Flex (FLEX) is back in focus after reaching a record adjusted operating margin target ahead of schedule and expanding its long-running collaboration with Teradyne Robotics to support more intelligent, scalable automation across global manufacturing.

Flex’s recent operating margin achievement and expanded Teradyne Robotics alliance have coincided with strong momentum, with a 30-day share price return of 25.77% and a very large 5-year total shareholder return of 564.44%.
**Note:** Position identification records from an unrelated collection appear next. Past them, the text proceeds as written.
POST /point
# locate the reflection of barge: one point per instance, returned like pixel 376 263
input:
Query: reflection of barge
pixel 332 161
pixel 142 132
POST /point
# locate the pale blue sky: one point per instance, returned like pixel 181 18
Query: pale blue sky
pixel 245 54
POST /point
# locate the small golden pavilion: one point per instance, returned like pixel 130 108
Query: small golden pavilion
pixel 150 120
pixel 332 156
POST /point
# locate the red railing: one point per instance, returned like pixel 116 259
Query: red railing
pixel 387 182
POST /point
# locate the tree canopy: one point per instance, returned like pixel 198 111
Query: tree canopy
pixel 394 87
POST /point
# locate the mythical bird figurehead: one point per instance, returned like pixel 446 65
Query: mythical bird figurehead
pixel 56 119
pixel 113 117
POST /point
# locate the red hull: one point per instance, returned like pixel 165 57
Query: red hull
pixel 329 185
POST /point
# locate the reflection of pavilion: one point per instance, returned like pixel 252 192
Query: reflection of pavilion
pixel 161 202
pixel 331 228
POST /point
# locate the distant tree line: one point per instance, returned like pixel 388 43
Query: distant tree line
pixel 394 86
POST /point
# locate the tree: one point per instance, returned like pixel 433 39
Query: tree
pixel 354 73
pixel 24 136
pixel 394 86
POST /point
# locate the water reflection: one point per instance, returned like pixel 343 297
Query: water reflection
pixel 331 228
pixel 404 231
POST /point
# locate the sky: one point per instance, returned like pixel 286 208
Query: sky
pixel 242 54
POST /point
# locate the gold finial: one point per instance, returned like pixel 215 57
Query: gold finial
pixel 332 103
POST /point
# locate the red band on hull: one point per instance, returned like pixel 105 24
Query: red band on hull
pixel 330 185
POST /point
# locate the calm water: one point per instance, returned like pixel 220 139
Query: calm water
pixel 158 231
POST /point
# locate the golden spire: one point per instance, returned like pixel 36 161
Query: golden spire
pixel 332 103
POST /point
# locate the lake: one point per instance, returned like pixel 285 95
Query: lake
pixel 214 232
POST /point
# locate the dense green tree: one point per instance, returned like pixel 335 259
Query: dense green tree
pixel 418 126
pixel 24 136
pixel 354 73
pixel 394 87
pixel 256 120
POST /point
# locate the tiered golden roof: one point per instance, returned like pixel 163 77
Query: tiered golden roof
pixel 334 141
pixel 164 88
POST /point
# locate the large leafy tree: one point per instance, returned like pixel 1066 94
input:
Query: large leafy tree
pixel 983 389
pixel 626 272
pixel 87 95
If this kind of robotics and automation story has your attention, it could be worth seeing which other names are moving by checking out 35 robotics and automation stocks

With Flex delivering record margins, strong recent returns and fresh robotics tailwinds, the key question now is whether the current US$86.90 share price still leaves room for upside or if the market is already pricing in future growth.

Most Popular Narrative: 70.5% Overvalued

According to the most followed narrative, Flex’s fair value of $50.97 sits well below the recent $86.90 share price, which sets up a clear valuation gap investors will want to understand.

Flex Ltd. offers a balanced growth profile, supported by diversification across industries, strategic acquisitions, and operational improvements. Monitoring external risks and leveraging its undervalued position are critical.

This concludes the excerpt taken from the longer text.